We have made it to Alaska and we are settling in well. Thanks for the encouragement from everyone.
You can skip this video if you are sick of the sunset timelapse fetish I am currently in love with. The sun just refuses to go down as you drive north during the summer.
Our next stop was Prince George. Prince George is a city. It is the 4th largest city in British Columbia. Like most of the area, lumber, oil, and mining are the major industries. This causes large swaths of forest to look empty. There is always a smell in the town. A smell that just smells industrial. It wasn’t pleasant and we didn’t want to stick around. We figured that we needed to stock up on all of our supplies because from here we would be taking the road less traveled. You see, most people head east and then north. They take the historical Alaska Canada Highway. Otherwise know as the Alcan. I am sure that it is beautiful. The fact that the whole 1400 miles was created in less than a year in amazing. But we were ready to get away from the hordes of RVs and all the people with their small dogs inside of them. Our route took us east on the Yellowed Highway to Kitawnga where we would turn north.
We needed lunch and somehow scored the best place in Prince George. Duck confit poutine?! Maybe this town isn’t so bad.
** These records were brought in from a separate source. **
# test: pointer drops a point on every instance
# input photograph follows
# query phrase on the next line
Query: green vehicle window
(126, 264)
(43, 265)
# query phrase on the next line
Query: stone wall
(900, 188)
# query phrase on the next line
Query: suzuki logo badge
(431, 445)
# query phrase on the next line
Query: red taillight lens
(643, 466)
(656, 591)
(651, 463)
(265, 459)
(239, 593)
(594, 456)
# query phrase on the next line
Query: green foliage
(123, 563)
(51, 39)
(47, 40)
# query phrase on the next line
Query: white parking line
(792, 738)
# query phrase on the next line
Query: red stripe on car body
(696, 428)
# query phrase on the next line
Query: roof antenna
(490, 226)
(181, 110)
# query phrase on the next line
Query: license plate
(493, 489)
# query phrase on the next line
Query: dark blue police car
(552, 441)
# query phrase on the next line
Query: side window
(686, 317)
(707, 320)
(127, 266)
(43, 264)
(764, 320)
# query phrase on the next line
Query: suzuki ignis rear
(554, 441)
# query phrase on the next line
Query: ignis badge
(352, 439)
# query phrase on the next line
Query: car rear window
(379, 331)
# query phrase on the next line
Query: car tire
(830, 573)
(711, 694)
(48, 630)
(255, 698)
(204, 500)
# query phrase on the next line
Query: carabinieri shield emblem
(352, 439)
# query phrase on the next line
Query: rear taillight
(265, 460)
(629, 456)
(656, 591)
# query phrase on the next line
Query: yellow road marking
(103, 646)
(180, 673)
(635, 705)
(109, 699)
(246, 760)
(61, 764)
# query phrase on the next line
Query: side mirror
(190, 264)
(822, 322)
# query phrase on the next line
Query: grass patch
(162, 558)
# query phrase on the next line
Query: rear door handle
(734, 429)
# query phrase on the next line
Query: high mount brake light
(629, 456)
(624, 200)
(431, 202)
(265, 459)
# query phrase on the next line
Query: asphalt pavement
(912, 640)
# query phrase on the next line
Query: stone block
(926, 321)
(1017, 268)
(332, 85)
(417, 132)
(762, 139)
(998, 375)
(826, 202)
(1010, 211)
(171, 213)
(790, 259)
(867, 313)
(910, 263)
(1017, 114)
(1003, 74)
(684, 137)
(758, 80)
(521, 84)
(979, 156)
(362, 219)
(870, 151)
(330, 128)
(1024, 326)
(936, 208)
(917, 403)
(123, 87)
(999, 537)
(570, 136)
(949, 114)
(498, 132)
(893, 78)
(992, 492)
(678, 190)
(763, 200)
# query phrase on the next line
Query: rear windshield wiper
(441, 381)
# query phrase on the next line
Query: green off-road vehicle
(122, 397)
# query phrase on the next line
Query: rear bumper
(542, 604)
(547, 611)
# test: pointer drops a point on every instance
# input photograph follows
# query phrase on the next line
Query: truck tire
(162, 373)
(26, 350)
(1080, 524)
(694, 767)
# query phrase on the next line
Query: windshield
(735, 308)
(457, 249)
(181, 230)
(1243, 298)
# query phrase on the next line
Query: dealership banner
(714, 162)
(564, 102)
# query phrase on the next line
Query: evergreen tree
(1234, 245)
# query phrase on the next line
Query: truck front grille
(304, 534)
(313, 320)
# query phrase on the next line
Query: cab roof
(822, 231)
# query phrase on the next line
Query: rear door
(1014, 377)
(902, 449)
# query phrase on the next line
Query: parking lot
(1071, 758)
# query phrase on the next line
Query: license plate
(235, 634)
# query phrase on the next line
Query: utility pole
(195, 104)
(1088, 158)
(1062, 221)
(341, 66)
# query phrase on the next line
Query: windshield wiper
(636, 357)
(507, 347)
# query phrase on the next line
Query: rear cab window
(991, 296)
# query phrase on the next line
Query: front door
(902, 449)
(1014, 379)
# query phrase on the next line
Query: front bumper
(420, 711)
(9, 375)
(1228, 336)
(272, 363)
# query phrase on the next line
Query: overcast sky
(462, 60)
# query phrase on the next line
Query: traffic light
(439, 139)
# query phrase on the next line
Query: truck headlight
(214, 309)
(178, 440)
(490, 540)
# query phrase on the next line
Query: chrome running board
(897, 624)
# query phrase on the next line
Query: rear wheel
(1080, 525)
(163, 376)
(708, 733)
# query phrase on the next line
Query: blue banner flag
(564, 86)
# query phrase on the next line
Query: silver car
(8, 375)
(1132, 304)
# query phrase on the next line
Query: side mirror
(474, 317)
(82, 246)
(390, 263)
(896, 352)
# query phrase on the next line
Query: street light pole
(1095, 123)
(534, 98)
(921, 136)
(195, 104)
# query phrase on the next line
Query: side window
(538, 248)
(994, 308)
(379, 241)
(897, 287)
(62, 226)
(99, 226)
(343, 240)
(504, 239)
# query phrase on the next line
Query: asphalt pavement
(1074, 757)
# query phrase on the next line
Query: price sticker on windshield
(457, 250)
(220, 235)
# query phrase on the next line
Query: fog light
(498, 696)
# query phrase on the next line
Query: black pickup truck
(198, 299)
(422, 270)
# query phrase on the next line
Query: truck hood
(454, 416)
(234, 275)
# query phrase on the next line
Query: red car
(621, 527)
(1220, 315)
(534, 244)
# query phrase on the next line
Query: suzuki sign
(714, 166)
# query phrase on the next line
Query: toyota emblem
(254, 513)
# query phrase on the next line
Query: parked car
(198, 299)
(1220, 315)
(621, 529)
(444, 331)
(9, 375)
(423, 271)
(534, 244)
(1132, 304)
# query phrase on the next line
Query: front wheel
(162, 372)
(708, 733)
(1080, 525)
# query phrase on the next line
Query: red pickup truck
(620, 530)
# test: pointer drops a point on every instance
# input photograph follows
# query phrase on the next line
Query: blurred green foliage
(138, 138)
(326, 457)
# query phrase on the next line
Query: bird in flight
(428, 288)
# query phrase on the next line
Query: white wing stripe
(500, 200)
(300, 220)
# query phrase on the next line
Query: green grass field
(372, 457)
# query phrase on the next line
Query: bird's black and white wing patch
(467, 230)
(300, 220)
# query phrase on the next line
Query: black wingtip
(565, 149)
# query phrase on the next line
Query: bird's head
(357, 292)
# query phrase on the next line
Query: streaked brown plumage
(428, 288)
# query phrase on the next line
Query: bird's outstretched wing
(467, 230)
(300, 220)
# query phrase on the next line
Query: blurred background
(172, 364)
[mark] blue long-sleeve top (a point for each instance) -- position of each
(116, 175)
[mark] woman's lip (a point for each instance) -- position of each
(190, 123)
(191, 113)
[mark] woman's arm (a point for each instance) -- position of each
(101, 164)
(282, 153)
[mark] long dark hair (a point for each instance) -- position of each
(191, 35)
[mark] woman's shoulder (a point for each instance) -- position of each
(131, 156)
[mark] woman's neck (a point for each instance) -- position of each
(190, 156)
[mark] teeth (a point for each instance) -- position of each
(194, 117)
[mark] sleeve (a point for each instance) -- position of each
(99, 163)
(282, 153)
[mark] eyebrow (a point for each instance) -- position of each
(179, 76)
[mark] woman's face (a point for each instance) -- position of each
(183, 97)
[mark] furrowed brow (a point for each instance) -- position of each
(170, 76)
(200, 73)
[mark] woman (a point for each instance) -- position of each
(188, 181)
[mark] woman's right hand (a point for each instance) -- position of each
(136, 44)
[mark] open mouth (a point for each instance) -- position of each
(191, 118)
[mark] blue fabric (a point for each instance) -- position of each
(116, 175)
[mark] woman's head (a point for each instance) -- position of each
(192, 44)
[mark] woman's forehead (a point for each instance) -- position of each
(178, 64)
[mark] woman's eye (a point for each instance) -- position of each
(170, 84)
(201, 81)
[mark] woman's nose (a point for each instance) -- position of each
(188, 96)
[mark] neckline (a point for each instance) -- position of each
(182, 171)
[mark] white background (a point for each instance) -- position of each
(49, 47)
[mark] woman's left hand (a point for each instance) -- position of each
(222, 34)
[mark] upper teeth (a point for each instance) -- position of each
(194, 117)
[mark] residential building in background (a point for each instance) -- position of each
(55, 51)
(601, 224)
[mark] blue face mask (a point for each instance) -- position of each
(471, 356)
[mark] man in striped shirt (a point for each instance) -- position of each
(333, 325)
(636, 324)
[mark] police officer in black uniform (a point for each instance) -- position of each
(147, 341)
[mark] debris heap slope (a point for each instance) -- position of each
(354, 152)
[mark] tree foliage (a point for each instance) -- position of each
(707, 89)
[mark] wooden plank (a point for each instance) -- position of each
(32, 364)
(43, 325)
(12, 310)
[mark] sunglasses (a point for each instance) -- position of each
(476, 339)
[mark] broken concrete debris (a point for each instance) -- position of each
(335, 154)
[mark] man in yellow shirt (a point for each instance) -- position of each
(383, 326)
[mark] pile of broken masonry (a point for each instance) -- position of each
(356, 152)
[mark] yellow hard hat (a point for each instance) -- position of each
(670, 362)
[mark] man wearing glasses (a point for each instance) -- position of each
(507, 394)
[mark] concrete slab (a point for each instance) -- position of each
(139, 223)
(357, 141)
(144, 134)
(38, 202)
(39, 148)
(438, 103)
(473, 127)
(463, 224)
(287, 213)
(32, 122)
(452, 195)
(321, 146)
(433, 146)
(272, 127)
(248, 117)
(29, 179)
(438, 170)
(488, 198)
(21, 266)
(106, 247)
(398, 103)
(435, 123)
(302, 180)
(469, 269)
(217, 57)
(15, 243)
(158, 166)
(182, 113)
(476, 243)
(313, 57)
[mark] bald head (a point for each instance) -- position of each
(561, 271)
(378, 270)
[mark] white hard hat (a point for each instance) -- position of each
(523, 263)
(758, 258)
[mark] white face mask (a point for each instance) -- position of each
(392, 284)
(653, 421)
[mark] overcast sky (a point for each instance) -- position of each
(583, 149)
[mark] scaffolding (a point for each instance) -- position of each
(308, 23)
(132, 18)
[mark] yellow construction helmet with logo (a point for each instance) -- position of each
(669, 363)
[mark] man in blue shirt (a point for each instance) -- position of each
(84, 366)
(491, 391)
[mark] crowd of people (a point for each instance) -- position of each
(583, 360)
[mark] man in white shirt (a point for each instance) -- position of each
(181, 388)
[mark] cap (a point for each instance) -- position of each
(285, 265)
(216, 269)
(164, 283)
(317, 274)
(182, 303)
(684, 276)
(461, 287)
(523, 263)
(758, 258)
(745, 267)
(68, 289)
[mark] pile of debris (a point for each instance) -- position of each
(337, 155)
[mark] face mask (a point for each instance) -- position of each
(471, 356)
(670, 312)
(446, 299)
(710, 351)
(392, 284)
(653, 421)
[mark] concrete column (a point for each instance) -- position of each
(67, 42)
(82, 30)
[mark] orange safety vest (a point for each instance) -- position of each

We had been following large rivers for most of the trip and it was fun to see the rivers I have only read about in fly fishing magazines or heard about from expensive guided trips. On our way to Kitwanga, we stopped short of Smithers at Telkwa to camp. It was another provincial park and someone seemed to be having a 19th birthday party. 20 kids, big trucks, loud music, and big fires. God, I am getting old. We drove through Houston, British Columbia and I had to take a picture with the largest fly rod in the world.
Everyone started to get a little cramped in the car so we had to find interesting positions.